The sensory deprivation was getting to them all. Every ‘morning’ he found himself waking up in low spirits. It took hours after waking to work the weight out of his stomach and focus on the day. After he reached level neutrality, as it was beginning to turn blue twilight at the windows, he was able to ask to join whoever was going outside that day. Out there in the numbing grey or blue or purple twilight he hiked along, trailing the other thickly-clad figures, who looked like pilgrims in a medieval winter, or prehistoric people struggling through the Ice Age. One slender bundle might be Tatiana, her beauty muffled but not entirely blanketed, for she moved like a dancer over the cracked mirror of the lake, under the high walls of the valley. Another might be Maya, focused on the others, though quite friendly and diplomatic to him too. It worried him. Beside her strode Frank, bulky and muffled.
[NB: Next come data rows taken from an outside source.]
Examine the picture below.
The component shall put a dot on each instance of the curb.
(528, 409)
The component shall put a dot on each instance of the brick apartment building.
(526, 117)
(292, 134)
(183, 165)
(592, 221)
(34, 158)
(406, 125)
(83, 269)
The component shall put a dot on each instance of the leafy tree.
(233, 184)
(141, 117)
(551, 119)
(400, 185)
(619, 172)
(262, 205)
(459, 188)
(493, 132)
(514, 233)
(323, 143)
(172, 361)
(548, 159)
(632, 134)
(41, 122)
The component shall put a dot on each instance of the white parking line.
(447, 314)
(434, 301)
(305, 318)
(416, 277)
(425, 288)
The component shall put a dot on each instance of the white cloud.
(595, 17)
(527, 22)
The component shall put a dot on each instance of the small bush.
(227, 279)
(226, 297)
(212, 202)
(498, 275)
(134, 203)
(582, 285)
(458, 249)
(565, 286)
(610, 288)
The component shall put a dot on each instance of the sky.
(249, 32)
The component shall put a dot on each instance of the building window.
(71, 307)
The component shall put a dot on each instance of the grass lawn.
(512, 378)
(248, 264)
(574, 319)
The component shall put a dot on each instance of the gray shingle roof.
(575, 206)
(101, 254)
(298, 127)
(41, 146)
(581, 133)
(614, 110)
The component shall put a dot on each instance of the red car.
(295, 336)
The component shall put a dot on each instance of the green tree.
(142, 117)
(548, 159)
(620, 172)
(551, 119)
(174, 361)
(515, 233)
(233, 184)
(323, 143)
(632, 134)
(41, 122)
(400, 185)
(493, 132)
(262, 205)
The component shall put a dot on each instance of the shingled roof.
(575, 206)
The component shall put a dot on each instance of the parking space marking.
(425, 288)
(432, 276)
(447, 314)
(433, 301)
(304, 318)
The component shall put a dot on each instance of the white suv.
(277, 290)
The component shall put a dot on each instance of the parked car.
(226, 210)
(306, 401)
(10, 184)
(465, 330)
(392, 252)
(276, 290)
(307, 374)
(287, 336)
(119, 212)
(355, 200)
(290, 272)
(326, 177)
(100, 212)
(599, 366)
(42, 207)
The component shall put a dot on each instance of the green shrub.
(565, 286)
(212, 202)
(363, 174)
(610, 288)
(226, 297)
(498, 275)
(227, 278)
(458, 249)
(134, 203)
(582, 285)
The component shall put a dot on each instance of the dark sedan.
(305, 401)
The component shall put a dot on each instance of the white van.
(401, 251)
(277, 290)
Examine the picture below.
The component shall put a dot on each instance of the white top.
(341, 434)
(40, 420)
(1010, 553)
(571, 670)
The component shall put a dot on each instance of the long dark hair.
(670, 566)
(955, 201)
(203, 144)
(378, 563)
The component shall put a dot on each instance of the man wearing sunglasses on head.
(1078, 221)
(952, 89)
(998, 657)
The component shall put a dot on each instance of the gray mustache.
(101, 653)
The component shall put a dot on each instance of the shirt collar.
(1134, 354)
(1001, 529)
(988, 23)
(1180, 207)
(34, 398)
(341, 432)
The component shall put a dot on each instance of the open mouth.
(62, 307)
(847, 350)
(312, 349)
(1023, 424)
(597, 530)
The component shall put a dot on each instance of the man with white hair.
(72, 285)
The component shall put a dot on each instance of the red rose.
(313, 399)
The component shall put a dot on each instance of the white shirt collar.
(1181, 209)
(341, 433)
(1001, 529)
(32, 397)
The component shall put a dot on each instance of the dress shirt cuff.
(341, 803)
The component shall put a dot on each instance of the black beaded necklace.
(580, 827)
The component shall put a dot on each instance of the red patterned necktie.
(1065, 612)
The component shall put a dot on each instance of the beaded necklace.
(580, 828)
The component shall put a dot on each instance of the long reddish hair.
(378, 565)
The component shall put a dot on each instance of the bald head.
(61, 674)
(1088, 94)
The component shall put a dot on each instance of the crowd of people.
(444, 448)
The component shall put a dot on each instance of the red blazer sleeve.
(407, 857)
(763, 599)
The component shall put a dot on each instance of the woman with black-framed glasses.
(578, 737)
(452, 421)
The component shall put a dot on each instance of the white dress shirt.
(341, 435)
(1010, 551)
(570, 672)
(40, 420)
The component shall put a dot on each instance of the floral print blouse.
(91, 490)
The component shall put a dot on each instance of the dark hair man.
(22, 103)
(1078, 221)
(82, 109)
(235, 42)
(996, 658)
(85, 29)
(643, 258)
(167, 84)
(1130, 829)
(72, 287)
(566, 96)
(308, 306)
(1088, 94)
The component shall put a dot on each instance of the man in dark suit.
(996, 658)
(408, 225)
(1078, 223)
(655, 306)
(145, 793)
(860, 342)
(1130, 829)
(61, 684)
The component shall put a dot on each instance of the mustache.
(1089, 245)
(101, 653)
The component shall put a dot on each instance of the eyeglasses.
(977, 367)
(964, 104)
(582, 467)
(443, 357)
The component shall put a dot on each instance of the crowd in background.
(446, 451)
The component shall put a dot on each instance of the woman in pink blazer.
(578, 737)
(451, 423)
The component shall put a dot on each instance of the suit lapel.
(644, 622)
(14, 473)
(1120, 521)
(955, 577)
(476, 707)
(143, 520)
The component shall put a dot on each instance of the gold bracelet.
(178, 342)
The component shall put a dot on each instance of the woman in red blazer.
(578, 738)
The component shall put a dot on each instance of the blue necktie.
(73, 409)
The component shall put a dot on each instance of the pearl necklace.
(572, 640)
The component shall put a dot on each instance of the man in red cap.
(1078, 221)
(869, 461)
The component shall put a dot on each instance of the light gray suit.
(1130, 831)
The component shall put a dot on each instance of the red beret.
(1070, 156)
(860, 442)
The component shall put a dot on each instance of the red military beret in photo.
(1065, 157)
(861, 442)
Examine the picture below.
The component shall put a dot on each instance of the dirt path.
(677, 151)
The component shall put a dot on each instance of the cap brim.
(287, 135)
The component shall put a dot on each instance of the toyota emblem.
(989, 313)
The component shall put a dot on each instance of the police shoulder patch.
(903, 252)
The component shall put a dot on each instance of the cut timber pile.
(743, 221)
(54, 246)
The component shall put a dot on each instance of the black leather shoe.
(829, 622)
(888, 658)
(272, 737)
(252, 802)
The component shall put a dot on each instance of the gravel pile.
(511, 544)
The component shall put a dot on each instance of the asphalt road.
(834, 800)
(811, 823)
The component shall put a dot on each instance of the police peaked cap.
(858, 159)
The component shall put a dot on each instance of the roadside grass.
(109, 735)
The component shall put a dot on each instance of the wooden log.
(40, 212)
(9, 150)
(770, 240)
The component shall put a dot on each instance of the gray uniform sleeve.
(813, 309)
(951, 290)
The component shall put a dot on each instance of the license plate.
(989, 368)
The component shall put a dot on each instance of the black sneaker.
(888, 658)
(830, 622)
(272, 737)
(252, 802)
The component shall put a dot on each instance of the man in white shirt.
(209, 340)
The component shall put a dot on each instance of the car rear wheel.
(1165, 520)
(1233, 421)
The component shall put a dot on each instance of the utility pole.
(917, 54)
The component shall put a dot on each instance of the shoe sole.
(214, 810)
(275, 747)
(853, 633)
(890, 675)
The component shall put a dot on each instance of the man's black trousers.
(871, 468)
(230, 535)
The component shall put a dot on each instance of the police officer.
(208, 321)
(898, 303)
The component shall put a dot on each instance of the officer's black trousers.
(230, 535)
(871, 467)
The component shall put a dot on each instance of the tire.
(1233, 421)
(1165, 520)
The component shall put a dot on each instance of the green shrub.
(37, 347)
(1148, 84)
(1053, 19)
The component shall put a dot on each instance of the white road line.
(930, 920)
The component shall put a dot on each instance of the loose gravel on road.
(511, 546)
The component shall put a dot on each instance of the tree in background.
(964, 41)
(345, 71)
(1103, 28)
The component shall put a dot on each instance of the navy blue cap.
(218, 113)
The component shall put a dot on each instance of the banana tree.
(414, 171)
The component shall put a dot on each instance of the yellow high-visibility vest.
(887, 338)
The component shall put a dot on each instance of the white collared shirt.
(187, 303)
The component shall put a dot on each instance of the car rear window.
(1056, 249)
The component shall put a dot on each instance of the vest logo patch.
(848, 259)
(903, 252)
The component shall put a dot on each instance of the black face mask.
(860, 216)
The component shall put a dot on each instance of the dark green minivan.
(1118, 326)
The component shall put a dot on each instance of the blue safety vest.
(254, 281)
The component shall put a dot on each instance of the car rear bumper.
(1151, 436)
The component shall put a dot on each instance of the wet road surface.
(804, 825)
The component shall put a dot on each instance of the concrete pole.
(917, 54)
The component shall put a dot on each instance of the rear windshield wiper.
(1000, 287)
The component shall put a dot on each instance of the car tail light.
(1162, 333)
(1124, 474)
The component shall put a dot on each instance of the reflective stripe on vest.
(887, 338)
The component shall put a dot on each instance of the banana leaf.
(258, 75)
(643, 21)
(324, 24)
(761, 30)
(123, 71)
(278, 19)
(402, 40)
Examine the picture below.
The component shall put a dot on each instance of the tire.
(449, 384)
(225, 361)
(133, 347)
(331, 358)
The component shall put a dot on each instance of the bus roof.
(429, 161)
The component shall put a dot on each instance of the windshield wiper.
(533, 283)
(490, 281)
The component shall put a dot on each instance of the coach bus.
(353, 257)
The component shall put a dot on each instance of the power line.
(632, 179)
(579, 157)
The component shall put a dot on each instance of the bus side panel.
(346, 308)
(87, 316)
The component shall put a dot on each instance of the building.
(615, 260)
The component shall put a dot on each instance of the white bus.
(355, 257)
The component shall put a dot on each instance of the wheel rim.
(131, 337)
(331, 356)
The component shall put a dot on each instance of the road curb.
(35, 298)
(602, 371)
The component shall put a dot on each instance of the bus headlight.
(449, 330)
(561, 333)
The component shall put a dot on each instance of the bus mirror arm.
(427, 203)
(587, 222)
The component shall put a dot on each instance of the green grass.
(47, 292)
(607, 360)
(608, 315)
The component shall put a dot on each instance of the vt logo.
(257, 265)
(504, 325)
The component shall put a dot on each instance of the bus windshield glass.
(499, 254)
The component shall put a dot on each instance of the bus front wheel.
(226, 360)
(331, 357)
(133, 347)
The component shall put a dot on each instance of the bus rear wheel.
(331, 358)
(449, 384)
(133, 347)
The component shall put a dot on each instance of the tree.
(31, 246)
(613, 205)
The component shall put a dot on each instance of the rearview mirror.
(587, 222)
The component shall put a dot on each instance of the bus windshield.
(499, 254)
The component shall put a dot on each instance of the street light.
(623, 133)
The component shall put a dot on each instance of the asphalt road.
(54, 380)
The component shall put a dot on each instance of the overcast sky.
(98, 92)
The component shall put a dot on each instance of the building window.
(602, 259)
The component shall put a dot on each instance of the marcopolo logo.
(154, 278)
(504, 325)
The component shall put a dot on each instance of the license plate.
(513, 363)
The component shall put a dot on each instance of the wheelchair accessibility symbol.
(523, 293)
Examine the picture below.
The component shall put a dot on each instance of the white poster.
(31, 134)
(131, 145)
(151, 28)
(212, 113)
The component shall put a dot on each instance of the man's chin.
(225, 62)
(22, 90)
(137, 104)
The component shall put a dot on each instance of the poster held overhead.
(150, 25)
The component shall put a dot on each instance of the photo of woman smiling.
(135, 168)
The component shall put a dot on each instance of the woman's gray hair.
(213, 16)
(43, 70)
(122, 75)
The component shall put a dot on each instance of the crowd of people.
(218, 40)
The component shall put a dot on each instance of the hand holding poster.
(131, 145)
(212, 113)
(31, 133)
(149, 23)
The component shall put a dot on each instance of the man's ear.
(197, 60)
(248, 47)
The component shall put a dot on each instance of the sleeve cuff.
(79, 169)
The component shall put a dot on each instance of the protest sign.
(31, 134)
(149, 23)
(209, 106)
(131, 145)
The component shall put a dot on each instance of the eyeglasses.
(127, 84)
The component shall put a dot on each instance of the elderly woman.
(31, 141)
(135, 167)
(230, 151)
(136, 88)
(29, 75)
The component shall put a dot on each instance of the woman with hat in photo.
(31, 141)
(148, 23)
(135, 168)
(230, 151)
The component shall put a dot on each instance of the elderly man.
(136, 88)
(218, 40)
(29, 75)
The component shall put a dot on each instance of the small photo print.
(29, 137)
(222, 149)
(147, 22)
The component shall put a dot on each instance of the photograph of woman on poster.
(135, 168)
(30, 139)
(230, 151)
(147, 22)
Tatiana was easier to understand, and so attractive. Across the ice one day he followed her. On the far shore they stopped to inspect the dead body of a mummified seal. These disoriented Weddell seals were found far up all the Dry Valleys, dead for hundreds or thousands of years, frozen all that time, slowly frittered away by the winds, until the skeleton slowly emerged from the body like a soul taking off a fur coat, a soul white and wind-polished and articulated.
Tatiana grabbed his arm, exclaiming at the sight. She spoke French well, and had spent summers as a girl on the beaches of the Côte d’Azur; just the thought of that made him melt. Now they spoke, gloved hand in gloved hand, looking down through ski-masks at the memento mori in the grey light. His heart beat hard at the thought of the beauty encased in the chrysalis parka beside him, saying ‘It’s such a shock to come on one of these poor creatures’ vertebra, out on its own in all the rock, like someone’s lost bracelet.’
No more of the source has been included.